IV Nutrient Therapy

Intravenous nutrient therapy supports conditions such as seasonal allergic rhinitis, acute asthma, acute migraines, fibromyalgia, fatigue (including chronic fatigue syndrome), cancer, autoimmune disease, lyme disease, acute muscle spasm, chronic pain, IBS, PMS, upper respiratory infections (bacterial, viral, fungal), heavy metal toxicity, hypertension, atherosclerosis. and other problems.

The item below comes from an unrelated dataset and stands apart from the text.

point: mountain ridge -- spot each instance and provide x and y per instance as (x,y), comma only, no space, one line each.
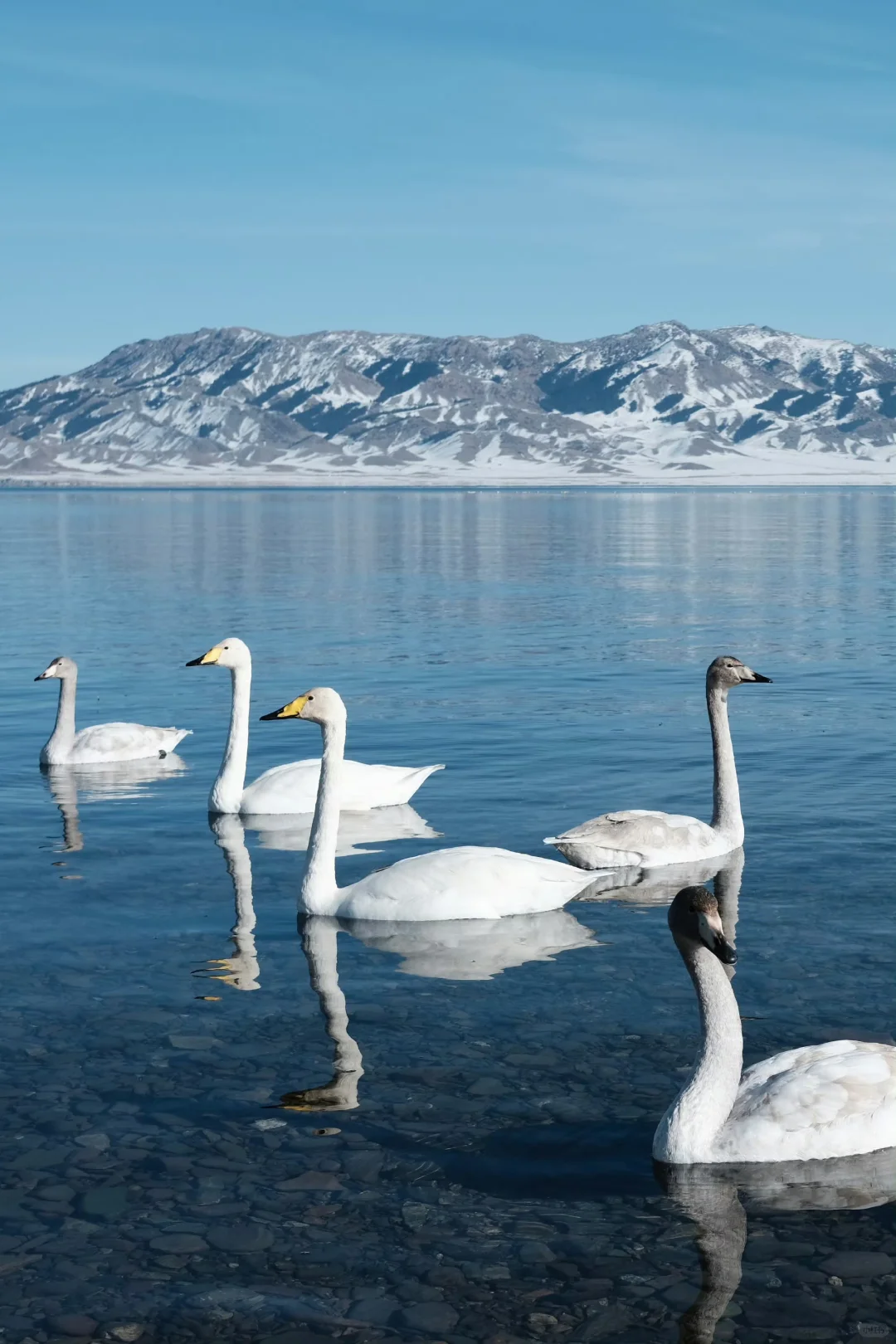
(657,402)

The Theoretical Basis for IV Nutrient Therapy

Intravenous (IV) administration of nutrients can achieve blood concentrations not obtainable with oral or intramuscular (IM) administration.  For example, the maximum blood concentration of vitamin C given orally is 9.3 mg/dL.  In contrast, IV vitamin C can raise blood concentrations as high as 400 mg/dL.  Similarly, oral magnisium supplementation results in small changes in blood magnesium concentrations, whereas IV magnesium can double or triple the blood levels over a short period of time.

IV nutrients exert pharmacologic effects and can rapidly correct intracellular nutrient deficits throughout the body, resulting in improved metabolism and functioning of the body’s various systems, including the nervous, digestive, detoxification, hormonal and immune systems.  Vitamin C exerts antiviral, antihistamine and oxidative (anti-cancer, antibacterial/antifungal) effect at levels only attainable via IV administration. 

Magnesium, which is responsible for over 500 enzymatic processes in the body, promotes vascular and bronchial smooth muscle relaxation; which may be useful in the acute treatment of vasospastic angina and bronchial asthma.  Additionally, heart muscle magnesium concentrations in patients with cardiomyopathy were found to be 65% lower than healthy controls.  Because magnesium plays a key role in mitochondrial energy production, intracellular magnesium deficiency may exacerbate heart failure and lead to a viscious cycle of further intracellular magnesium loss and severe heart failure.  IV magnesium has recently become standard first-line treatment for myocardial infaction (AKA “heart attack”) in some emergency wards.

Intravenous nutrients produce a marked, although transient, increase in blood concentrations, providing a window of opportunity for ailing cells to easily absorb nutrients.  Nutrient influx into the cells is believed to restore their healthy function, at least temporarily.  If cells are repeatedly “flooded” with nutrients, the improvement appears to be cumulative and patients become progressively healthier.  Following an initial series of nutrient infusions, the intervals between treatments can be gradually increased, and eventually the injections are no longer necessary.

Some patients require regular injections indefinitely in order to control their medical problems.  This dependence on IV nutrient infusions could conceivably result from any of the following: 1) a genetic impairment in the capacity to maintain normal intracellular nutrient concentrations; 2) in inborn error of metabolism that can be controlled only by maintaining higher than normal concentrations of a particular nutrient; or 3) leakage of nutrients due to impaired kidney function.  In some cases, continuous IV therapy may be needed because a disease state is too advanced to be reversible.